The
environmental pollutants 1- and 3-nitrobenzo[a]
pyrene (1- and 3-NBaP) are metabolized by mammalian microsomes through ring oxidation to
1-NBaP trans-7,8-dihydrodiol and 3-NBaP trans-7,8-dihydrodiol, and by nitroreduction to 1- and 3-aminobenzo[a]
pyrene. To determine if these compounds are tumorigenic, 1- and 3-NBaP, along with several of their metabolites and the parent
benzo[a]pyrene (BaP) and its trans-7,8-dihydrodiol metabolite, were tested in the neonatal CD-1 mouse bioassay. Male mice were administered i.p.

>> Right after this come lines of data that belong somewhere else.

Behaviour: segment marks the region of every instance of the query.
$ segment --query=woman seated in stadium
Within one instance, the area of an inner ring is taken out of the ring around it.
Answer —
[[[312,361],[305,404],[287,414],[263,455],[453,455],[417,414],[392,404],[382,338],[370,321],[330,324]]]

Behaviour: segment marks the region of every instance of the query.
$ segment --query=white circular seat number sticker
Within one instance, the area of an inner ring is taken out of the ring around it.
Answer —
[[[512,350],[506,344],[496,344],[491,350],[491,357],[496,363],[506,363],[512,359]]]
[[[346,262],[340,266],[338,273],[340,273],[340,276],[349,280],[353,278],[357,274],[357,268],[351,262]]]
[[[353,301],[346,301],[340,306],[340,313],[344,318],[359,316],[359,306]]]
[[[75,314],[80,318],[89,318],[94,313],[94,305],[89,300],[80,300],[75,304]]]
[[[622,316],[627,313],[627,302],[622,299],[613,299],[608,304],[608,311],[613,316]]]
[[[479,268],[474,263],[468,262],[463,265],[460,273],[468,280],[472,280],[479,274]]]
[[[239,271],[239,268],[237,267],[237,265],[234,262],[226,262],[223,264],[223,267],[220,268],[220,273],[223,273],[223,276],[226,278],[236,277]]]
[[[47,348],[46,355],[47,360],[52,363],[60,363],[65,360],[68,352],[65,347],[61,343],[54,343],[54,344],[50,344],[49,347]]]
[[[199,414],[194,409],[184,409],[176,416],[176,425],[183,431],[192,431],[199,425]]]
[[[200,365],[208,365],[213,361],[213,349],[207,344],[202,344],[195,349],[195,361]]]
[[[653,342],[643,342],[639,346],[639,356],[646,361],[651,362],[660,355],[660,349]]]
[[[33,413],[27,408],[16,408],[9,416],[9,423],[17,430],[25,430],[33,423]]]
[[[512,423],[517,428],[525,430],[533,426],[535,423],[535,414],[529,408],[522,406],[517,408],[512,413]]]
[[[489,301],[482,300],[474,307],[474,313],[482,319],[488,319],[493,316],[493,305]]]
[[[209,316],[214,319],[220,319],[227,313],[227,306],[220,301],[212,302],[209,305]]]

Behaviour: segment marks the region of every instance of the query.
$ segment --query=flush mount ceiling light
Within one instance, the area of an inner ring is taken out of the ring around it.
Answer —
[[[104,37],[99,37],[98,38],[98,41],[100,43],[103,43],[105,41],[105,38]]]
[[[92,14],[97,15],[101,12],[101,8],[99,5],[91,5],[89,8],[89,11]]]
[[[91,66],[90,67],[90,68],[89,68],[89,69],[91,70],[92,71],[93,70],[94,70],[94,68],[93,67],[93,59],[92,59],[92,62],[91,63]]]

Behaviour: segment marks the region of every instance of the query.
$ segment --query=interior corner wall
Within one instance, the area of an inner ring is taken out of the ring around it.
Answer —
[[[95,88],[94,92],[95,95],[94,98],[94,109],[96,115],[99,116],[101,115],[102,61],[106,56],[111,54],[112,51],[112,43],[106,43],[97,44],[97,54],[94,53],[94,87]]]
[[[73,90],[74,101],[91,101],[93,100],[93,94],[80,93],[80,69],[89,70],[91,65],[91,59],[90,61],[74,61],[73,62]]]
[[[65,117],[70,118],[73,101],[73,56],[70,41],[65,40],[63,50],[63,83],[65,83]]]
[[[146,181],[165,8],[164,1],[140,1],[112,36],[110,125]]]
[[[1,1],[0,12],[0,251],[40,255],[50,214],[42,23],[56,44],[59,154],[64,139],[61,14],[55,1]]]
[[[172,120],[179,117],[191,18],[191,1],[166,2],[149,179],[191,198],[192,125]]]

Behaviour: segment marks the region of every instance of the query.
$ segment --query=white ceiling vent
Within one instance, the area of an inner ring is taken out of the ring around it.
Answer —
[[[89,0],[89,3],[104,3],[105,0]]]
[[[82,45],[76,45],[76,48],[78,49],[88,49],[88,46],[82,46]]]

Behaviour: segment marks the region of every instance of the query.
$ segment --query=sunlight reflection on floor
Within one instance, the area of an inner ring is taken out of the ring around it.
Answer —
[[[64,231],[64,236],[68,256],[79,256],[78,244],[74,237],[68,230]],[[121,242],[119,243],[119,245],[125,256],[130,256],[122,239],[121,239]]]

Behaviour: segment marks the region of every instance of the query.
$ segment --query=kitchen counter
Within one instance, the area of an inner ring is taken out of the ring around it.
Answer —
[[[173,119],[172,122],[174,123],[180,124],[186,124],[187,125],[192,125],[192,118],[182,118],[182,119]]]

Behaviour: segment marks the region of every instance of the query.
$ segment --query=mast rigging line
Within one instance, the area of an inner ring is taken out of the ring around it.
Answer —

injections at a total dose of 100 or 400 nmol per mouse on 1, 8 and 15 days after birth. While the liver
tumor incidences for BaP, BaP trans-7,8-dihydrodiol, and the positive control
6-nitrochrysene (6-NC) were significantly higher than in the
solvent control animals, all the other tested compounds exhibited no tumorigenicity. The frequency of Ha- and Ki-ras mutations in liver
tumors of mice treated with BaP, BaP trans-7,8-dihydrodiol, and 6-NC were higher than in the few liver
tumors isolated from control mice or mice treated with the NBaPs or their metabolites. Since 1- and 3-NBaP and their metabolites are potent
mutagens in the Salmonella assay and moderate
mutagens in the Chinese hamster ovary (CHO) mammalian mutagenicity assay, our results indicate that the in vitro mutagenicity of these compounds does not correlate with their tumorigenicity.